Whether you’re fresh to the food-truck scene or a seasoned street-food eater, you’ll enjoy sampling who’s new (or nearly new) this year.
Hamtramck-based Beignets, owned by Michele Pearson and Mark Hausner, draws inspiration from the food of New Orleans, a frequent destination for the duo. (Beignets, a French pastry, took hold in Louisiana in the 18th century.)
“When we were out in New Orleans in the late hours, there was this place you could always go and get some beignets and coffee, 24 hours a day,” Pearson says. “We thought, wouldn’t it be great to have something like that here.” They spent a couple of years perfecting their recipe, and it’s paid off. Already the truck is luring patrons from up to an hour’s drive away.
Corridor Sausage, which began in 2009 selling its concoctions to restaurants and at farmers markets, debuted a food truck, Grindhouse, in early May. Co-owner Will Branch says the company wants to serve a product that you can’t find anywhere else. “When we started, we knew we’d have an Italian and a brat,” he says, “but we also wanted to do a Thai curry and a Vietnamese sausage, too.
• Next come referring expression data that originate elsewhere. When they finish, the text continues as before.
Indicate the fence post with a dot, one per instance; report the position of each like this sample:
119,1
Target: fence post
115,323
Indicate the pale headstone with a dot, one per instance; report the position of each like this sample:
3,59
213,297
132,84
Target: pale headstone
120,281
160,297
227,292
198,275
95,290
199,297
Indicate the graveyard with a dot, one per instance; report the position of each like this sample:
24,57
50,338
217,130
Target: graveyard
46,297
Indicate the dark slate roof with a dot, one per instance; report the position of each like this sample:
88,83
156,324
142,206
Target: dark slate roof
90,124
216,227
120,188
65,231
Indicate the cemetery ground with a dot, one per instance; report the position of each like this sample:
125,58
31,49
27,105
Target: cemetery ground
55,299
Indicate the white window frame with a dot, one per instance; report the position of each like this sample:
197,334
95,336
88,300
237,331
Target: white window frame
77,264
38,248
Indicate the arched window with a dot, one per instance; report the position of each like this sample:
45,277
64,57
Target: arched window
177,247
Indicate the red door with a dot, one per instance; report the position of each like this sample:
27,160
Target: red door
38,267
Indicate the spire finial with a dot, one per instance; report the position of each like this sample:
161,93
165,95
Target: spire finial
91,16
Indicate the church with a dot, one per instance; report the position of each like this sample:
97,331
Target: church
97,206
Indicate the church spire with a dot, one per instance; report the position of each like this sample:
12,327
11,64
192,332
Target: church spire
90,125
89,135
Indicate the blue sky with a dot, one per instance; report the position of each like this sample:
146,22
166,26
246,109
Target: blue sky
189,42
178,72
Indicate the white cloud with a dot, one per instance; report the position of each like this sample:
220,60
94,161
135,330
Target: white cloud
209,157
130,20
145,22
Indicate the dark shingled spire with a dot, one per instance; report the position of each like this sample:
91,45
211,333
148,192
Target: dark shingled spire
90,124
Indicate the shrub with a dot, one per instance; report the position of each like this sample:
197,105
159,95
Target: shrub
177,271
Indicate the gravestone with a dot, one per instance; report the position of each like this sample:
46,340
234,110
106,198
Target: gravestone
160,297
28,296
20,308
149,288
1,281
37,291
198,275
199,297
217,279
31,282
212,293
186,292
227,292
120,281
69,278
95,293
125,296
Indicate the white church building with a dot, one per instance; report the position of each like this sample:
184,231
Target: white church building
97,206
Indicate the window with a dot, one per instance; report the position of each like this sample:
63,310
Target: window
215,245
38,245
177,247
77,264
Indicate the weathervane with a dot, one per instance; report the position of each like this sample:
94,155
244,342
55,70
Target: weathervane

Not necessarily traditional sausage flavors, but big flavor combinations that carry through in sausage.”
Rollin Stone Wood Fired Pizza is the work of Jim Combs, who turned his love of homemade pizza into a mobile unit, serving up wood-fired pies that cook in a copper-mosaic-tile-wrapped oven in just 90 seconds. Rollin Stone serves up a Neapolitan-style pizza, ordering its flour directly from Italy. “Our goal is to use the best ingredients,” Combs says. “Once people taste the quality and freshness of our food, they want more.”
The Pho Truck is Gearig’s latest creation. Pho is a Vietnamese dish made of broth, rice-based noodles, herbs, and meat, usually beef or chicken. Gearig has been selling pho on the Mac Truck and says it routinely sells out. He also plans to open a bricks-and-mortar pho joint in Detroit. “The Pho Truck will reflect the heart and soul of a southeast Asian food truck,” Gearig says. “We want to keep it very simple and all about the food.”